We studied the energy spectrum and the large-scale fluctuation of the X-ray background with the ASCA GIS instrument based on the ASCA Medium Sensitivity Survey and the Large Sky Survey observations. A total of 91 fields with Galactic latitude |b| > 10 ° were selected with a sky coverage of 50 deg2 and 4.2 Ms of exposure. For each field, non X-ray events were carefully subtracted and sources brighter than ~ 2 × 10-13 erg cm-2 s-1 (2 - 10 keV) were eliminated. Spectral fits with a single power-law model for the individual 0.7-10 keV spectra showed a significant excess below ~ 2 keV, which could be expressed by an additional thermal model with kT ≅ 0.4 keV or a steep power-law model with a photon index of Γsoft ≅ 6. The 0.5 - 2 keV intensities of the soft thermal component varied significantly from field to field by 1 σ = 52.1+4.2-4.6 %, and showed a maximum toward the Galactic center.

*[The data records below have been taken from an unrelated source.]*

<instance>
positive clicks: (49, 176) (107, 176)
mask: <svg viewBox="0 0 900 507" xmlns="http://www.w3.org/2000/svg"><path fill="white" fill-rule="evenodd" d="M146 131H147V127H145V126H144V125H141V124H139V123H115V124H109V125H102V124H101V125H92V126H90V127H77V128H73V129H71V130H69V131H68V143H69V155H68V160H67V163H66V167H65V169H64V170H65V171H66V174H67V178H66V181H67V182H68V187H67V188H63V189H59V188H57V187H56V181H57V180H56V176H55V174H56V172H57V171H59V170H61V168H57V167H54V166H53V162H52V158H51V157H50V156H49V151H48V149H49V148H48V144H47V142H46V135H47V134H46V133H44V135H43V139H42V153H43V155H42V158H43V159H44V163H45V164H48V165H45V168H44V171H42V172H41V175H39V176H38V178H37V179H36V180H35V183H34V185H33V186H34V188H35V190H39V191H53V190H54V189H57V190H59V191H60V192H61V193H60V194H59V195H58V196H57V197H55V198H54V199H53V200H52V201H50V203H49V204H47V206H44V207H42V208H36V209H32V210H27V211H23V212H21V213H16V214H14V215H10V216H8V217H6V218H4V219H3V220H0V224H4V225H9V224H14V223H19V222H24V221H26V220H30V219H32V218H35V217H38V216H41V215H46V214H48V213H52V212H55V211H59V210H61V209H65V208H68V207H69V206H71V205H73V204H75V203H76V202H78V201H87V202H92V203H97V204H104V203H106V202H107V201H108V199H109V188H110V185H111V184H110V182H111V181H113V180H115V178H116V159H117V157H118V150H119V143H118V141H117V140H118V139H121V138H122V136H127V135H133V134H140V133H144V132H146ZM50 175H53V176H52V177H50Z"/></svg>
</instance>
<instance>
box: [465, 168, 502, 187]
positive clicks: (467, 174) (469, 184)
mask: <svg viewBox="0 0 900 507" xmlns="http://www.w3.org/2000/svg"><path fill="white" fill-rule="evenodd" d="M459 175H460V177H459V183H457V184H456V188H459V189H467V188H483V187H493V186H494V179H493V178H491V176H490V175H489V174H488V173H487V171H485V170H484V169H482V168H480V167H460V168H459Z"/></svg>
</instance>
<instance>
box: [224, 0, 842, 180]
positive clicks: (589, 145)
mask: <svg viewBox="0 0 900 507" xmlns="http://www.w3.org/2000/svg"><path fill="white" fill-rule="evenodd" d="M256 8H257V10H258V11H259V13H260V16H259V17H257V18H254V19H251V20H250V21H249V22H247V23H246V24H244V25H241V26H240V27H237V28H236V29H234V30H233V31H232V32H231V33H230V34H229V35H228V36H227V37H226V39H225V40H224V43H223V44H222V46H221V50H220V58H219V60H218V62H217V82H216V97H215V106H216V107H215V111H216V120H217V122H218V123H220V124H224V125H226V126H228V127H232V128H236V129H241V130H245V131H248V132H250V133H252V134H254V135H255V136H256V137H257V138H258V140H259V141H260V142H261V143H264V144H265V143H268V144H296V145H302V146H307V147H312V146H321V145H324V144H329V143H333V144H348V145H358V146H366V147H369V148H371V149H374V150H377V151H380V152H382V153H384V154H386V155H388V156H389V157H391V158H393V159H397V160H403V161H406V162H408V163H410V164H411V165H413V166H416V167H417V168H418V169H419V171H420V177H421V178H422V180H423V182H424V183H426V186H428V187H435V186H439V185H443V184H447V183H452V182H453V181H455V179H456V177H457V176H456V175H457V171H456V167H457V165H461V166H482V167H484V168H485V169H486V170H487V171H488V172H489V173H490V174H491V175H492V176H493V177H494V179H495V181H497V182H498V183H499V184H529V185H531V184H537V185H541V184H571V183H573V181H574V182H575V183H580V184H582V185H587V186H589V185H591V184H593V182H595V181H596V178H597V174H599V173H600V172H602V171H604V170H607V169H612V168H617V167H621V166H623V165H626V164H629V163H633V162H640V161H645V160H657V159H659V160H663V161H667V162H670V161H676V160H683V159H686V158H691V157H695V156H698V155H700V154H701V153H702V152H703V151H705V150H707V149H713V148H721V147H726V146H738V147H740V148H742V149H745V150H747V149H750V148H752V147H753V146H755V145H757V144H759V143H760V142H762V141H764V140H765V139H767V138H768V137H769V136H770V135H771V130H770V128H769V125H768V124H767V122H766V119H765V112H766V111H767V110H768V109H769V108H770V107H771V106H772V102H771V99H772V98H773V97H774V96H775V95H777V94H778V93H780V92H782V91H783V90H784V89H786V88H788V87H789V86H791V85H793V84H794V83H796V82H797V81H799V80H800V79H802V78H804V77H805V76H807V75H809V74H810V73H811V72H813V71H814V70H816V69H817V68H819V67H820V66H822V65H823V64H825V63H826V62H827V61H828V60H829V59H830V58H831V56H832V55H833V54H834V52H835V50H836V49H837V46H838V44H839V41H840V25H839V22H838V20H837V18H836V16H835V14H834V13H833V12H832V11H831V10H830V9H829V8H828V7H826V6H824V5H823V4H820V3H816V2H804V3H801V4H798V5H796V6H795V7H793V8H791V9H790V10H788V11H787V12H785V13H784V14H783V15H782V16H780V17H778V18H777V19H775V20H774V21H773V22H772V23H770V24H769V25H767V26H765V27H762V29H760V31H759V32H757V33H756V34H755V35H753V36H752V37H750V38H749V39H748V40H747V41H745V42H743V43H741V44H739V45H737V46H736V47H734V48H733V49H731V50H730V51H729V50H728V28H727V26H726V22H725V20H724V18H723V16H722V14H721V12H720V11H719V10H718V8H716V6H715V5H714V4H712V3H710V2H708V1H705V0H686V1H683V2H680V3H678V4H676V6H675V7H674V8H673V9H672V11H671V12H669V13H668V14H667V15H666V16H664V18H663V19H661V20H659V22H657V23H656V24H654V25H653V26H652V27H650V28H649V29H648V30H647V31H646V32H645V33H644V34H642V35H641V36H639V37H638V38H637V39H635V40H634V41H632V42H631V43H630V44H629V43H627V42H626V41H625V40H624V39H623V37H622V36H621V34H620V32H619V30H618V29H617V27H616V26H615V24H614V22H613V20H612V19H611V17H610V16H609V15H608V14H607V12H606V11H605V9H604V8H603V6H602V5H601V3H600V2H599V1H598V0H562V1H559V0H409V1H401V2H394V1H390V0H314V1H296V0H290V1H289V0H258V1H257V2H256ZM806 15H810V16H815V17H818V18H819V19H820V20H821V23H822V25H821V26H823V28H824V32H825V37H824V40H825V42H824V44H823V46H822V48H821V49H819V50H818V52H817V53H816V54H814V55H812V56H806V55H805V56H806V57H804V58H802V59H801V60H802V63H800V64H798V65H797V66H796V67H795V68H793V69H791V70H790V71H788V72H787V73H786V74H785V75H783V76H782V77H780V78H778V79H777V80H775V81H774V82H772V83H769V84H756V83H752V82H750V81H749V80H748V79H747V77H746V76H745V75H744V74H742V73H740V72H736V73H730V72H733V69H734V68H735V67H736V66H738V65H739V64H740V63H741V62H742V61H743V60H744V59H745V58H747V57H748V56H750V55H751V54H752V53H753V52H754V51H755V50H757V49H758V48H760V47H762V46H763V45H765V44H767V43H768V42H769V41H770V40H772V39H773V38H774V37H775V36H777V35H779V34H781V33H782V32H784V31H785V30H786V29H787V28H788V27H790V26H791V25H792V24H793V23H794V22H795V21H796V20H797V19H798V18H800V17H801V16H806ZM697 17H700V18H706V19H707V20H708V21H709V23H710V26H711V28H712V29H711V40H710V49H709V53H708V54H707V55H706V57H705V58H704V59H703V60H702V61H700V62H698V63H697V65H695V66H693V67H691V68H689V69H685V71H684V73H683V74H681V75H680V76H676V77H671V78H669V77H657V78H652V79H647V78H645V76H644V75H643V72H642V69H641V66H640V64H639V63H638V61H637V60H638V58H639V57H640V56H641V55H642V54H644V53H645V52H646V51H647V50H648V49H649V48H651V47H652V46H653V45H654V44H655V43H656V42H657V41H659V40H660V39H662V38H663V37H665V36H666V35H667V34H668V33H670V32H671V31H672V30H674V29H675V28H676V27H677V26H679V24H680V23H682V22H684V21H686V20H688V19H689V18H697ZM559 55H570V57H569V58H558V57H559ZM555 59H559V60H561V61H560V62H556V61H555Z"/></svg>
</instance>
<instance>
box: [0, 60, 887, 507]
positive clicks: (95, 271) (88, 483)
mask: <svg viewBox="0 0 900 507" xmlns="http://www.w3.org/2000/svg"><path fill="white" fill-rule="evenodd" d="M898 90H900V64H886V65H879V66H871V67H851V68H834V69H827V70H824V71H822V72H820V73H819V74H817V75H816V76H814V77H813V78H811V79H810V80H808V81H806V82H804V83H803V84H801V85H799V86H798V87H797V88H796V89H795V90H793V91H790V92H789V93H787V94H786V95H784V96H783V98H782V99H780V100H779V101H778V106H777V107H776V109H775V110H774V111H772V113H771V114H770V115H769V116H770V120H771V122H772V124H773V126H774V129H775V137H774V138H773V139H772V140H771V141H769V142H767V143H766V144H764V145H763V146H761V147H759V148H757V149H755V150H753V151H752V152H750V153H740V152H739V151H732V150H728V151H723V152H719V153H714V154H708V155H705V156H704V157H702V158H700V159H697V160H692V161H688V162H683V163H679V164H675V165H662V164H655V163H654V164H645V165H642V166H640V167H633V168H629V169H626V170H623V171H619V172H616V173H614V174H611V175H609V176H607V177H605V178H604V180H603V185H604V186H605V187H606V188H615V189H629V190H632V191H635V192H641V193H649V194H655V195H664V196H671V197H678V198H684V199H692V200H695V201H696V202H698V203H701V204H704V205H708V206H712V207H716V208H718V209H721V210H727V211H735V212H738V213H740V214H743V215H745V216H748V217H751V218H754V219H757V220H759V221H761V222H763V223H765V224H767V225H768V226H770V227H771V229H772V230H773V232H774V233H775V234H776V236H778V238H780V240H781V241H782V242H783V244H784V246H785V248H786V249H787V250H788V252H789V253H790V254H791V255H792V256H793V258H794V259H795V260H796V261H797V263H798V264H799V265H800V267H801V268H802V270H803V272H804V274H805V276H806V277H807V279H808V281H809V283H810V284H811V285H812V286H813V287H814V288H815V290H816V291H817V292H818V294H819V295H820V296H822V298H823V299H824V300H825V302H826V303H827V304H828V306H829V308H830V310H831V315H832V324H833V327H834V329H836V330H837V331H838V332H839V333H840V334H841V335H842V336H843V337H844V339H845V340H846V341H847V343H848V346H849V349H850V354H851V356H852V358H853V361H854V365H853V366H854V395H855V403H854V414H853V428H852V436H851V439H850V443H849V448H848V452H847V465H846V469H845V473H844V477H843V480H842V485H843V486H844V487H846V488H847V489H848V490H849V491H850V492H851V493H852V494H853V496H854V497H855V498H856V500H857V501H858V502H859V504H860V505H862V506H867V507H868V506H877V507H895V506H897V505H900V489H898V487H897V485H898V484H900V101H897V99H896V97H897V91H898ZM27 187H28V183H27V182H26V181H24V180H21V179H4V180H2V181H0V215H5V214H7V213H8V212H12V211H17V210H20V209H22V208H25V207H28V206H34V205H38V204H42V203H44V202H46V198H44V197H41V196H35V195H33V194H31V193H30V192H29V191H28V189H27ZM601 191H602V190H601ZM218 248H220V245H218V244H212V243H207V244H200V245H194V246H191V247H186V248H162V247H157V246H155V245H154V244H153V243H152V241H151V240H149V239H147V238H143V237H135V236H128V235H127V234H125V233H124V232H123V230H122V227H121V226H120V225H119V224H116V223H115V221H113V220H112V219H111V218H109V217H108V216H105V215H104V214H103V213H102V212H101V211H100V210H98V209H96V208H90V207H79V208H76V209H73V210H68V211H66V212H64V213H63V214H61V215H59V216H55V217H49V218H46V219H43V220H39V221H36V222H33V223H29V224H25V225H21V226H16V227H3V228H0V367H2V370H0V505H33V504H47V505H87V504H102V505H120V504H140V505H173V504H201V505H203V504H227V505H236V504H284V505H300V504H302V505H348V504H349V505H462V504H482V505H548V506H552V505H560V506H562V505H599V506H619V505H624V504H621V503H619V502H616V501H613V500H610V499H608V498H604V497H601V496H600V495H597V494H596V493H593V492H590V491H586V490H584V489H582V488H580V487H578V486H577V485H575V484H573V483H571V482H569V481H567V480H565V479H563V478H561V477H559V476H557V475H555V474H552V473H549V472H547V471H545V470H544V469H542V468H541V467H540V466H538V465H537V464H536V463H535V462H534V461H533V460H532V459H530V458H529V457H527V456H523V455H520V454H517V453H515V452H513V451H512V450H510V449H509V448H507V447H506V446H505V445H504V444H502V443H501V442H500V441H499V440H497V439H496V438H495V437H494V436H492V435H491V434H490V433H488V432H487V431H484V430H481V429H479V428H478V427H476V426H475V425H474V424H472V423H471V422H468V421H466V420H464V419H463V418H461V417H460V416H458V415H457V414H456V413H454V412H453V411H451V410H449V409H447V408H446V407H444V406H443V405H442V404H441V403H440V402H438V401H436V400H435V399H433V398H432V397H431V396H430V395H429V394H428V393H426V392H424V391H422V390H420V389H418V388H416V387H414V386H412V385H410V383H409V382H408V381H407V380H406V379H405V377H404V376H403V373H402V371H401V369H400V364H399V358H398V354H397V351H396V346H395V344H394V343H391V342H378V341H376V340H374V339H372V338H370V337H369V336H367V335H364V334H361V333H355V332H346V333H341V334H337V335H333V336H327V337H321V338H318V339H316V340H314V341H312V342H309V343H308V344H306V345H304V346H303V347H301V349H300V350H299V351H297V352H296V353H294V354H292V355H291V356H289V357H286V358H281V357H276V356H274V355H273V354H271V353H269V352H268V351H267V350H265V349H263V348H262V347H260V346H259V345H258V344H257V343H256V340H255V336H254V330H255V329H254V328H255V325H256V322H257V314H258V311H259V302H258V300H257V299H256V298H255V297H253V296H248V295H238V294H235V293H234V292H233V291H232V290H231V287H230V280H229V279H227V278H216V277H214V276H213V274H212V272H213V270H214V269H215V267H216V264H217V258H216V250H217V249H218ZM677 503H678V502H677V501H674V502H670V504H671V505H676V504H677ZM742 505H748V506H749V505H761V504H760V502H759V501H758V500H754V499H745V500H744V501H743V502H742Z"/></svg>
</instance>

As for the hard power-law component, an average photon index of 91 fields was obtained to be Γ hard = 1.412 ± 0.007 ± 0.025 and the average 2-10 keV intensity was calculated as FhardX = (6.38 ± 0.04 ± 0.64) × 10-8 egr cm-2 s-1 sr-1 (1σ statistical and systematic errors). The 2-10 keV intensities show a 1 σ deviation of 6.49+0.56+0.61 %, while deviation due to the reproducibility of the particle background is 3.2%. The observed deviation can be explained by the Poisson noise of the source count in the f.o.v. (~0.5 deg2), even assuming a single log N-log S relation on the whole sky. Based on the observed fluctuation and the absolute intensity, an acceptable region of the log N - log S relation was derived, showing a consistent feature with the recent Chandra and XMM-Newton results. Fluctuation of the spectral index, on the other hand, implied a large amount of hard sources and a large variation in the intrinsic source spectra (ΓS ≅ 1.1 ± 1.0). According to the recent Chandra results reported by Rosati et al. (2002), the X-ray background in 2-10 keV has been resolved into discrete sources by 73-96% at a flux limit of S >~ 4.5 × 10-16 egr cm-2 s-1.